The Editor Speaks: One man (meaning person) one vote
As we reported yesterday (14), East End and North Side MLA’s Arden McLean and Ezzard Miller launched their campaign at a public meeting in East End for “one man, one vote”. The meeting was held in the parking lot of ‘D’s Grocery Store’.
At the meeting Mr. McLean said he was not prepared to tolerate a policy that would see voters in George Town given six votes and enabling them to influence the make-up of government six times more than his own constituents, because “it was not democratic.” At present George Town voters get four votes and both East End and North Side voters get only one. So, in their Districts their constituents already and will forever (unless the population dramatically increases) get one man, one vote!
Mr. Miller has already submitted a motion to the LA to change the elections law but government rejected this. His further attempts to bring further motions on the matter were blocked by the Speaker. One must congratulate Mr. Miller on his tenacity – he doesn’t give up easily. With Mr. McLean at his side he hopes to establish the one man, one vote principle via the constitution.
So what does ‘one man, one vote’ actually mean? It is exactly what it says and the phrase was traditionally used in the UK for suffrage reform – the “civil right to vote”. Suffrage describes not only the legal right to vote, but also the practical question of whether a question will be put to a vote. The utility of suffrage is reduced when elected or unelected representatives decide important questions unilaterally. The principal of one man, one vote was used in an important legal authority in the USA – the Supreme Court majority opinion in Reynolds v. Sims, issued in 1964. The ruling was that state legislature districts had to be roughly equal in population.

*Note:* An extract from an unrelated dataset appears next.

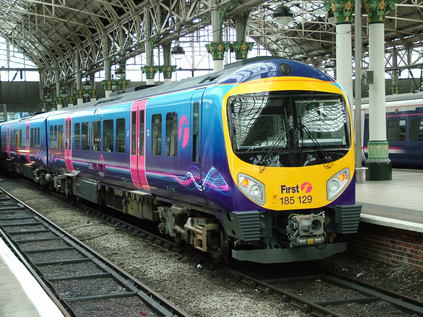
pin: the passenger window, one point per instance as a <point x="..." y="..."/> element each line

“Roughly equal in population.” And that is what was proposed here by the UK. Our districts would be divided up into parts roughly equal in population so that you would have one vote cast to only one of the candidates standing. It would be therefore more difficult for the present system of block party voting where some of the districts (George Town and West Bay) have at present four votes per constituent. As Mr. Mclean said, “ The government has chosen the least popular option [the present system]for the next election because the premier believes that he can stay in power under this system.”
The two MLA’s have launched a petition demanding government to initiate a referendum to force the hand of the present government to change the voting system before the next election.
I can only wonder where the PPM leader, Hon. Alden McLaughlin stands on this issue? Perhaps he is playing the ‘waiting game’ to test the temperature of the water. But, doesn’t a leader by definition, LEAD?